Une équipe mondiale de scientifiques a fait une découverte révolutionnaire d'un nouveau tissu squelettique connu sous le nom de «lipocartilage», offrant un immense potentiel de médecine régénérative et d'ingénierie tissulaire.
Parmi les chercheurs qui contribuent à ce travail figure le Dr Richard Prince, professeur adjoint à la East Tennessee State University avec un doctorat. en génie biomédical.
Publié dans ScienceL'étude révèle que le lipocartilage, trouvé dans les oreilles, le nez et la gorge des mammifères, est composé de cellules remplies de graisse appelées lipochondrocytes. Ces cellules fournissent un support interne super stable, permettant aux tissus de rester à la fois doux et élastiques – similaires aux qualités de l'enveloppe à bulles.
Cette résilience fait du lipocartilage un candidat idéal pour les traitements futurs des malformations faciales, des blessures à la naissance et des conditions liées au cartilage.

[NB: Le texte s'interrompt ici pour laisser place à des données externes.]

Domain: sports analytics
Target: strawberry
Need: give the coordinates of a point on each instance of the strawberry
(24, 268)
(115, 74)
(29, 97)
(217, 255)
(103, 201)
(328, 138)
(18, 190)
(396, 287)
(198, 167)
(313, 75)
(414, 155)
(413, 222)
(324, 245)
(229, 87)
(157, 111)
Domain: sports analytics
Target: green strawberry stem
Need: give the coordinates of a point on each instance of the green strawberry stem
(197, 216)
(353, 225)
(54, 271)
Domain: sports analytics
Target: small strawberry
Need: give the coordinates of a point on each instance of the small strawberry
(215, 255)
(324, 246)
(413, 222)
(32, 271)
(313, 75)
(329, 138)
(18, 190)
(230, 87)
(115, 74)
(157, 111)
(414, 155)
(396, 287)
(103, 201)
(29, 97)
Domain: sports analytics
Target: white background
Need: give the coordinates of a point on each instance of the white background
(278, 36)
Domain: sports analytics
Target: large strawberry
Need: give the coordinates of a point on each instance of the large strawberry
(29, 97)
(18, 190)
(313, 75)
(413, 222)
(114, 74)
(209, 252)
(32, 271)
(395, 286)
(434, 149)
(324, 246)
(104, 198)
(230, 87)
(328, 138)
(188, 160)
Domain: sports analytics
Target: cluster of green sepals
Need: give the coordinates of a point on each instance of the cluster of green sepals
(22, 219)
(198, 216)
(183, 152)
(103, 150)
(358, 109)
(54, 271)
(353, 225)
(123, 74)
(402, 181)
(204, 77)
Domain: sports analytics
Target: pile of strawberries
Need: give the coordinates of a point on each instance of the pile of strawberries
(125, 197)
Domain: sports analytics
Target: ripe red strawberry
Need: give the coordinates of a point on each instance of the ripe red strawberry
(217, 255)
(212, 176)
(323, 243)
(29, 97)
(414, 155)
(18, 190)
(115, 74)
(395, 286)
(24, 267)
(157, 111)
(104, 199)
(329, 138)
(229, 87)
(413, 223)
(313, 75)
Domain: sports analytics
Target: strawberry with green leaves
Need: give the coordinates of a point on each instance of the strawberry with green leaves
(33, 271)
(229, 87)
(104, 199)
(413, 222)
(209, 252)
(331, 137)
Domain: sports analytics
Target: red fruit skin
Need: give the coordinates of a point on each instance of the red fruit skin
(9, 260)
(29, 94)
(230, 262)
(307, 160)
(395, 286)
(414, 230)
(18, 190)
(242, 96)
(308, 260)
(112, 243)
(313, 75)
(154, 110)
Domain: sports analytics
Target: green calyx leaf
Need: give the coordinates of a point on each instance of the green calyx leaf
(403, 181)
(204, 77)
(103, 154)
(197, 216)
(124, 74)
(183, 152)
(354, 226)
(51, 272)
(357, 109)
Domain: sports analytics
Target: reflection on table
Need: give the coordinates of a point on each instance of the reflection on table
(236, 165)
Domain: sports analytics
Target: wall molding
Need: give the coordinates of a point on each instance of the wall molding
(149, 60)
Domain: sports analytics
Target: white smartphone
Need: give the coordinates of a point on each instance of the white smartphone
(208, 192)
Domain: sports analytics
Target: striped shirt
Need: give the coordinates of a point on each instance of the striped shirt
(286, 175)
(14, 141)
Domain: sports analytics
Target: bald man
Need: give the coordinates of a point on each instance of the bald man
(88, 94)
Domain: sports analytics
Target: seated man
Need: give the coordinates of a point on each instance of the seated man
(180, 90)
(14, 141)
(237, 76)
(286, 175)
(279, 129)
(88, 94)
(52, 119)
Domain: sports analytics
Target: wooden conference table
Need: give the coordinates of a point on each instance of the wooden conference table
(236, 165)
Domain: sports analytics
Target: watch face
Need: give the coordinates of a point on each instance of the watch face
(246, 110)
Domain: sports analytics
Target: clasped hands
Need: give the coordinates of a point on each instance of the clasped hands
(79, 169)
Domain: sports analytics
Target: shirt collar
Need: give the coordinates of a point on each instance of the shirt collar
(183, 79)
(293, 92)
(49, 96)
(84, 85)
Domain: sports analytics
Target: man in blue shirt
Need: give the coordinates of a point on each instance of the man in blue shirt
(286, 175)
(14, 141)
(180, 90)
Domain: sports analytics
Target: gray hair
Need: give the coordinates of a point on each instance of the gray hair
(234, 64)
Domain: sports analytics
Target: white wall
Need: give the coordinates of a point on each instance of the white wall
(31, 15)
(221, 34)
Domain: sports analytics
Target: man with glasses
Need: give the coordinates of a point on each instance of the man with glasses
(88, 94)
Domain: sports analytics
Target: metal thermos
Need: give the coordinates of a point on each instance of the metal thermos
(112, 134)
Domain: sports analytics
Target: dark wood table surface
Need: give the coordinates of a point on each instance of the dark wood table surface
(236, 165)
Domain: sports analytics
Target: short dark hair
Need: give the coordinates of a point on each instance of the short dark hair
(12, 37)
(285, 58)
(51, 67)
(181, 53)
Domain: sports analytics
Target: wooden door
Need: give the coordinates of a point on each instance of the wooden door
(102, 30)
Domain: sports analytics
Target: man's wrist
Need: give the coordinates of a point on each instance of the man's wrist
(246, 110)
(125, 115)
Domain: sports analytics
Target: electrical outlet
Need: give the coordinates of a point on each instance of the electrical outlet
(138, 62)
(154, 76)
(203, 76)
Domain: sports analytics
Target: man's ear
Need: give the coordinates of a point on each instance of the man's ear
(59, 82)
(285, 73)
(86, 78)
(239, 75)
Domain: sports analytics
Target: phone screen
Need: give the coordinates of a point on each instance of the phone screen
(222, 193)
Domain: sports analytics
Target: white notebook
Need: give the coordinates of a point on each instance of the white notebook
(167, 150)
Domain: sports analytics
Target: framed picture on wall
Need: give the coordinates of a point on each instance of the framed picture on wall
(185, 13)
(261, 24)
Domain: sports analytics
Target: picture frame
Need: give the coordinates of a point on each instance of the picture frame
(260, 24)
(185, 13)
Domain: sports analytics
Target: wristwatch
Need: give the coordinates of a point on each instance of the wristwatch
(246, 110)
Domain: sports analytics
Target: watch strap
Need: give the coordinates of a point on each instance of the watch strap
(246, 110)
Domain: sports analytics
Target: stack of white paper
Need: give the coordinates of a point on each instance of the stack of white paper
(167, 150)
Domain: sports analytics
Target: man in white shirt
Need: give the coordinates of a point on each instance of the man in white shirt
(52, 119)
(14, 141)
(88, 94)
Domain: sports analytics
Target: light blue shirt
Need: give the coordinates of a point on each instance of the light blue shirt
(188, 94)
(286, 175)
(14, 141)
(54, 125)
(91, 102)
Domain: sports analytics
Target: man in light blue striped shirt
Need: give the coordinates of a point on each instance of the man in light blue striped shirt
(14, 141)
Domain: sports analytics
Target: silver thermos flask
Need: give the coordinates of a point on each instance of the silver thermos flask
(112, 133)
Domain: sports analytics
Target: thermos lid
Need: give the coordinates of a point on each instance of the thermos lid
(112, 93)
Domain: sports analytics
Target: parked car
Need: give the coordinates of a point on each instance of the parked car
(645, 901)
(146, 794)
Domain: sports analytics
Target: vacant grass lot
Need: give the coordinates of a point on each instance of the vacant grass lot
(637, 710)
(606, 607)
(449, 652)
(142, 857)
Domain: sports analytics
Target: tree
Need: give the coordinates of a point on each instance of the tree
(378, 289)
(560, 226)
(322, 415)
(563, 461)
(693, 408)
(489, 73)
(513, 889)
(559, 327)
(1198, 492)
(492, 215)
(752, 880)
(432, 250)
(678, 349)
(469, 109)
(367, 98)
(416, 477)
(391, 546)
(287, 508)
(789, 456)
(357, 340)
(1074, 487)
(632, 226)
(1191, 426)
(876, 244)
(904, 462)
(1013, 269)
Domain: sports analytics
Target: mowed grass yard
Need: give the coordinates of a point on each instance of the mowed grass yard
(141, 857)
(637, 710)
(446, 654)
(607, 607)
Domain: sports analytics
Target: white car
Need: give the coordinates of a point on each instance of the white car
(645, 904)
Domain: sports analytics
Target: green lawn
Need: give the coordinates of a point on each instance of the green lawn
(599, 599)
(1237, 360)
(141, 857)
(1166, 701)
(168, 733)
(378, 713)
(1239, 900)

L'une des techniques qui ont permis à ce résultat passionnant de l'utiliser la microscopie non linéaire. Traditionnellement, l'imagerie microscopique nécessite l'utilisation de grands colorants ou molécules, ce qui peut entraver l'étude du métabolisme de petites molécules telles que le suivi du glucose. Ici, nous avons utilisé une imagerie vibratoire sans colorant pour suivre le métabolisme du glucose en gouttelettes lipidiques, révélant le mécanisme de formation de lipocartils. «
Dr Richard Prince, professeur adjoint, East Tennessee State University
La découverte remet en question des hypothèses de longue date en biomécanique et ouvre de nouvelles voies pour des solutions médicales innovantes, selon l'Université de Californie, Irvine, où l'étude internationale était basée.
Contrairement au cartilage traditionnel, qui repose sur une matrice externe pour la force, les lipocartils dérivent de sa durabilité et de l'élasticité des réserves de graisses internes qui restent constantes, quelle que soit la disponibilité des aliments.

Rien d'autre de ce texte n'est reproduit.